Design Studio (Three) One ARCHIVE

YEAR THREE – DS3.1

Tutors: Jane Tankard & Alicia Pivaro

Jane Tankard is a full-time member of staff and BA Year 3 leader, studio supervisor for DS3.1 and UG Professional Studies coordinator. A registered architect, she is particularly interested in architecture ‘against the grain’ and the relationship between space and politics. She is currently researching aspects of late 20th Century architectural education.

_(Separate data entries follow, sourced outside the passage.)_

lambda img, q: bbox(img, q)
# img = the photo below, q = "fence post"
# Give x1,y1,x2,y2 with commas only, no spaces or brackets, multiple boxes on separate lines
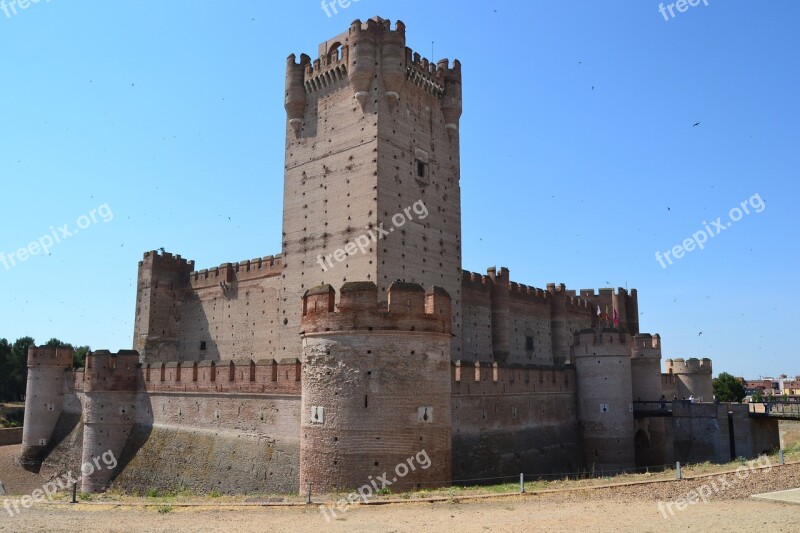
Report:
71,482,77,504
779,450,785,466
676,462,681,480
307,482,312,504
519,473,524,494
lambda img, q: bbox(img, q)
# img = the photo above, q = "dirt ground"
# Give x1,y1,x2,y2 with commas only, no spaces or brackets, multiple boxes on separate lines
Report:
1,493,798,532
2,444,799,532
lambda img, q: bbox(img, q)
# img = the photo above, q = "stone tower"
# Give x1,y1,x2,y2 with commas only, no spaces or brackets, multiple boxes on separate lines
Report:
20,346,73,467
133,251,195,363
299,281,452,492
81,350,140,493
280,17,463,360
665,357,713,401
572,329,636,472
630,333,663,402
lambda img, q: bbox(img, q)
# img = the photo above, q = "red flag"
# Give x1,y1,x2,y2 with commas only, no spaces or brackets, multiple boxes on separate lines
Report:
613,307,619,327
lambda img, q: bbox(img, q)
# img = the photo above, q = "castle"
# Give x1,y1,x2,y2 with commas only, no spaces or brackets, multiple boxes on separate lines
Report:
20,17,779,494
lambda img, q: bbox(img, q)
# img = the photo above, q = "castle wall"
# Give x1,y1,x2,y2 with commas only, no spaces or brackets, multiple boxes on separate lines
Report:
451,364,582,479
668,401,731,464
171,258,283,362
461,273,493,361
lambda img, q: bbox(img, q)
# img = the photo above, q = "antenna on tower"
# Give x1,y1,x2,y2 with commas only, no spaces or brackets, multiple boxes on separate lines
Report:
431,41,434,59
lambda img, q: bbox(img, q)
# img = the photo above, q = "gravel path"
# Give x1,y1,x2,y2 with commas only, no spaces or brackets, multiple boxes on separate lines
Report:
1,460,798,532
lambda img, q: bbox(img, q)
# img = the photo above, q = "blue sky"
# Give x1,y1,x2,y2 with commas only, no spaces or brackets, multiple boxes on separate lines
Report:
1,1,797,378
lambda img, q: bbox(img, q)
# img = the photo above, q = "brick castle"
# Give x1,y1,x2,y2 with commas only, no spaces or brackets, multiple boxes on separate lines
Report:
20,18,779,494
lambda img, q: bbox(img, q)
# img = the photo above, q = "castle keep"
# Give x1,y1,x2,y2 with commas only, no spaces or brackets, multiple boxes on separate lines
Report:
21,18,779,494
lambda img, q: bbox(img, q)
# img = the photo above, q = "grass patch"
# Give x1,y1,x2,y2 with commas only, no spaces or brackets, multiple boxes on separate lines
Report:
157,505,173,514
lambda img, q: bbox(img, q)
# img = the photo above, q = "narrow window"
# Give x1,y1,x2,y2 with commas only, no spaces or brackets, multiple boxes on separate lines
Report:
417,160,426,178
525,336,534,351
365,395,368,408
200,341,207,351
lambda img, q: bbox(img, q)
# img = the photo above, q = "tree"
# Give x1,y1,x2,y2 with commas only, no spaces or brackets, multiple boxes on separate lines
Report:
713,372,746,403
8,337,35,401
0,338,11,401
73,346,90,369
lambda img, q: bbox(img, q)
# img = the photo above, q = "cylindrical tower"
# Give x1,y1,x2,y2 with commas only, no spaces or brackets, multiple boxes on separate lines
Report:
20,346,73,468
347,18,377,108
284,53,310,132
81,350,140,493
439,58,462,139
665,357,713,402
380,19,406,104
300,281,452,493
572,329,636,473
630,333,663,402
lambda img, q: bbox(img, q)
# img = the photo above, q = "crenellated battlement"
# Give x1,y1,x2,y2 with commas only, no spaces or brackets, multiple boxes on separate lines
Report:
301,281,451,335
139,250,195,272
580,287,631,300
572,328,629,349
451,360,575,396
508,282,550,304
143,357,301,395
461,269,493,292
84,350,141,392
27,346,73,368
189,254,282,289
666,357,713,374
630,333,662,358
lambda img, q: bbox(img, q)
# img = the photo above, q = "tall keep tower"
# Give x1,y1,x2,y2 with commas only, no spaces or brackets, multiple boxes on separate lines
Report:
280,17,463,359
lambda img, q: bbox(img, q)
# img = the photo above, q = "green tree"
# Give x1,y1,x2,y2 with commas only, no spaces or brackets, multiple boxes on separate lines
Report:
8,337,35,401
73,346,90,369
713,372,746,403
0,338,11,401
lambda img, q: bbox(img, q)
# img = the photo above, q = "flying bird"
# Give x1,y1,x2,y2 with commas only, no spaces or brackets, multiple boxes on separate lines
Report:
693,122,701,127
698,331,703,336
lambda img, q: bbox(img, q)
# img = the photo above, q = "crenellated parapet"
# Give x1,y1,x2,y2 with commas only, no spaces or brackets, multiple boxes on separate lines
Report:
461,269,493,293
665,358,714,402
139,250,195,275
143,357,301,396
301,281,451,335
630,333,662,359
451,360,575,396
571,328,631,357
666,357,713,374
284,16,461,125
84,350,141,392
189,254,282,289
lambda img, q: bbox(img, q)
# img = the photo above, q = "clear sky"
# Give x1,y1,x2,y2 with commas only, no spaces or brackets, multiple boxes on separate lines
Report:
1,1,797,379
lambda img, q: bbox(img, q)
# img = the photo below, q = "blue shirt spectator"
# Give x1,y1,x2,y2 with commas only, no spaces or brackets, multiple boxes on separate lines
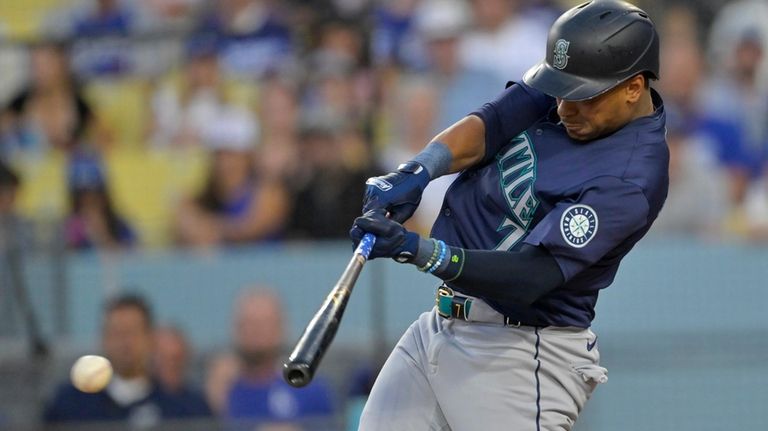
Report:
68,0,135,77
43,380,211,423
196,0,293,77
371,2,423,70
43,294,212,426
206,289,337,428
226,373,334,422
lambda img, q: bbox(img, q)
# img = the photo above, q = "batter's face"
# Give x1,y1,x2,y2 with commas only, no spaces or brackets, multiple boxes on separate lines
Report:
556,75,648,141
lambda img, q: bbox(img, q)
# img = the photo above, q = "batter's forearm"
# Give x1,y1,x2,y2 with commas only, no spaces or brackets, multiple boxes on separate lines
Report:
429,115,487,173
412,240,563,305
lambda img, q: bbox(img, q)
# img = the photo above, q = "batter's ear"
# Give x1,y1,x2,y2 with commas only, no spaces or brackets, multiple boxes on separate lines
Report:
624,74,646,103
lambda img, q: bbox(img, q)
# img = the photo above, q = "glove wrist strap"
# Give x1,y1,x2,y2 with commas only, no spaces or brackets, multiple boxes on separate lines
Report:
411,141,453,180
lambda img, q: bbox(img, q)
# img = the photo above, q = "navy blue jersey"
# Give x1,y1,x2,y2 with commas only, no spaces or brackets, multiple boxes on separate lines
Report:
431,83,669,328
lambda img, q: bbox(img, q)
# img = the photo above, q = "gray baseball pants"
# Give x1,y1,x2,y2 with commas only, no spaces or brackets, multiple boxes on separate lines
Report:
358,298,607,431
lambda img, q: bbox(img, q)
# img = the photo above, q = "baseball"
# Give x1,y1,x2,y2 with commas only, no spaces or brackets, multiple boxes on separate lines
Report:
70,355,113,393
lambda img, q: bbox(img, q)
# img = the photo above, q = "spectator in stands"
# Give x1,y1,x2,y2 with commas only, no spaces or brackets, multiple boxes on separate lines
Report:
196,0,294,78
405,0,501,233
255,75,300,181
286,114,373,239
43,293,212,425
0,160,31,257
173,108,290,246
413,0,499,132
370,0,422,69
655,5,751,212
701,27,767,182
149,34,231,149
459,0,551,86
0,41,104,158
152,325,210,409
66,0,135,77
303,18,372,126
64,152,136,250
0,157,33,248
649,109,731,237
206,288,335,426
0,160,21,222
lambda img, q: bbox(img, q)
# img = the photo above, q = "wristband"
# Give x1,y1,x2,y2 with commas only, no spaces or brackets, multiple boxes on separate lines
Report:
428,240,448,274
418,239,440,272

Alicia Pivaro is an urbanist, artist, community activist and gardener. After training at the Bartlett, with an MSc in History of Modern Architecture she held a number of key positions at leading organisations: Arts Council of England, RIBA, and Architecture Foundation. She now teaches and crits at Westminster, CSM and LSA and promotes community-led urbanism.

Architecture + Anarchy

The notion that anarchy or self-determination has the potential to be central to architectural design and production was the focus of studio DS3.1’s explorations this year. Addressing the role of the architect and the representation of modernist ideology in film, we examined the dichotomy of a utopian ideal versus everyday life. By attempting to gain some understanding, through choreographic drawing and model-making, of the political and social contexts of post-war modernism, we began to develop a programmatic and representational language with which we might interrogate or inscribe the landscape of the city.

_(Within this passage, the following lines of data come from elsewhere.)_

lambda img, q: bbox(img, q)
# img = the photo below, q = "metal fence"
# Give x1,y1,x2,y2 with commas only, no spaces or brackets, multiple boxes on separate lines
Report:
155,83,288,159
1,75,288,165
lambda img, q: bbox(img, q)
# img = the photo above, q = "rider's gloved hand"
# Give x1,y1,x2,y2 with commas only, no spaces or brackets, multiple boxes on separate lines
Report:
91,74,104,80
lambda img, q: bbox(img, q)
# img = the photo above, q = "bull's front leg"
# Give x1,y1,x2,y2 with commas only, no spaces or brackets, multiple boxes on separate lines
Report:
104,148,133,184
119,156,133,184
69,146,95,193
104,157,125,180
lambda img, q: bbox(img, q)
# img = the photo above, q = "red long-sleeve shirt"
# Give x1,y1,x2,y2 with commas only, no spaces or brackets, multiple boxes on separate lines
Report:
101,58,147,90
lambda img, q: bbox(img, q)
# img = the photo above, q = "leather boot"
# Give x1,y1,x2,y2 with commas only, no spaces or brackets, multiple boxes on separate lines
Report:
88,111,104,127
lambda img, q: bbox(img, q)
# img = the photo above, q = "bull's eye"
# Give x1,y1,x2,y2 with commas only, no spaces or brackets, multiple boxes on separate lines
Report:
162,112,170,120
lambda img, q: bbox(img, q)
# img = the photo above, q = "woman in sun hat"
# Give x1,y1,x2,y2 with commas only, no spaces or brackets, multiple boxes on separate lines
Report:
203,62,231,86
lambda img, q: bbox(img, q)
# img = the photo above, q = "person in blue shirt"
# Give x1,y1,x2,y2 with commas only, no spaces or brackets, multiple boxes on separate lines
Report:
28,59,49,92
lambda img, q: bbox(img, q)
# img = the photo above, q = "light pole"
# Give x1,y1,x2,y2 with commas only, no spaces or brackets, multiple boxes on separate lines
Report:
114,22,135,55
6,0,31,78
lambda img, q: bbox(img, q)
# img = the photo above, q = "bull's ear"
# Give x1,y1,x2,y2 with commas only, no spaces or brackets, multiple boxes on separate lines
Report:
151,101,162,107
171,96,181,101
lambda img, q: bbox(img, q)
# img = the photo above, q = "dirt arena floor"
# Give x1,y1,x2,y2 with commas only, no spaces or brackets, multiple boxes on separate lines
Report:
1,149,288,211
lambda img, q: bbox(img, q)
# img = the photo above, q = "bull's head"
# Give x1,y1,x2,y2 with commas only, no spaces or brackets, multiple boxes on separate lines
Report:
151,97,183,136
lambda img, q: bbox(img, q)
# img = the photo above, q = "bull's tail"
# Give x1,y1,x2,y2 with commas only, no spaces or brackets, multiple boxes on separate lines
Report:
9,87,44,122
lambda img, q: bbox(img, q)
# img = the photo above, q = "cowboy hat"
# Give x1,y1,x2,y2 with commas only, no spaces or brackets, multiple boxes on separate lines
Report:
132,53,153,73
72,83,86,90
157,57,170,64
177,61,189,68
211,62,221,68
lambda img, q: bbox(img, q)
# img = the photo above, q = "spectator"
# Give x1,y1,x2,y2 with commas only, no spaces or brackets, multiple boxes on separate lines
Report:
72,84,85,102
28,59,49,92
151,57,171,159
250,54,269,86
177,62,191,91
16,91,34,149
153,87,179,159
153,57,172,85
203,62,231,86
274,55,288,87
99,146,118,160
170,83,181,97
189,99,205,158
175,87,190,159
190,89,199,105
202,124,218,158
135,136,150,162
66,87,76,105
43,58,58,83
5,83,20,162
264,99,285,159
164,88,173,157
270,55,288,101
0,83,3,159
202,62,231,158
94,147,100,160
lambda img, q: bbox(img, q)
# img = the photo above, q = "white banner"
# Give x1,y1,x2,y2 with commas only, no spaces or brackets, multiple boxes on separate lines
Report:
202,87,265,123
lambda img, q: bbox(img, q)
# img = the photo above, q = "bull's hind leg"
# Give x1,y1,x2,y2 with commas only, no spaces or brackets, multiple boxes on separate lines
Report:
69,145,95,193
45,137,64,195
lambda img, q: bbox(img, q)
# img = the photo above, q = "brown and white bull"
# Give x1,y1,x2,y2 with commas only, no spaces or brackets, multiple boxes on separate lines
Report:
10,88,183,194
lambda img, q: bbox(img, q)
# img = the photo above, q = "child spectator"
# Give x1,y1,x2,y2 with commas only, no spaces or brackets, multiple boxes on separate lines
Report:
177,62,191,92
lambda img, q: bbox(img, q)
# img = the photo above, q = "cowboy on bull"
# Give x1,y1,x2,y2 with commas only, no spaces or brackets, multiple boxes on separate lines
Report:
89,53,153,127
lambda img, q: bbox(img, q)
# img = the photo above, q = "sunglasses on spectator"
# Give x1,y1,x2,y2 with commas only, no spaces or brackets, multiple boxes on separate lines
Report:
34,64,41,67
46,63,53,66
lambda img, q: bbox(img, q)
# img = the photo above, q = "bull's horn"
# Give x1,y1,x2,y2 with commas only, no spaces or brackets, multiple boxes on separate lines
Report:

Our site, the ‘Highgate Bowl’ in North London, was until recently a left-over, secret, ad-hoc world of nature, and small- and low-scale activity. The local community has found themselves pitched against developers who want to build super-high spec houses for those who wish to buy into a world being eroded by the people who will sell them their dreams – at a price. Through research into local utopians – past and present – we unravelled narratives and histories that informed individual programmes for a landscape and museum/intervention that embodied the values of these visionaries; from Francis Bacon’s New Atlantis to Ray Davies’ lyrics.

In semester two each student determined their own programme, manifesto and architectural ambition. Using the utopian values identified in semester one, and their landscape strategies as a masterplan, propositions were formulated for alternative developments for the Bowl with community, education and exchange central to their evolution. Using a series of cumulative multimedia drawings, print release and sketch models, along with an understanding of the local authority Unitary Development Plan, the design process manifested in propositions including experimental, high yield food production enabling The Good Life to become a reality, a sanctuary and memorial to the mothers and children forcibly separated at birth by the Nuns of St Pelagia’s Convent, and a ‘Forest School’ for deaf and hearing children.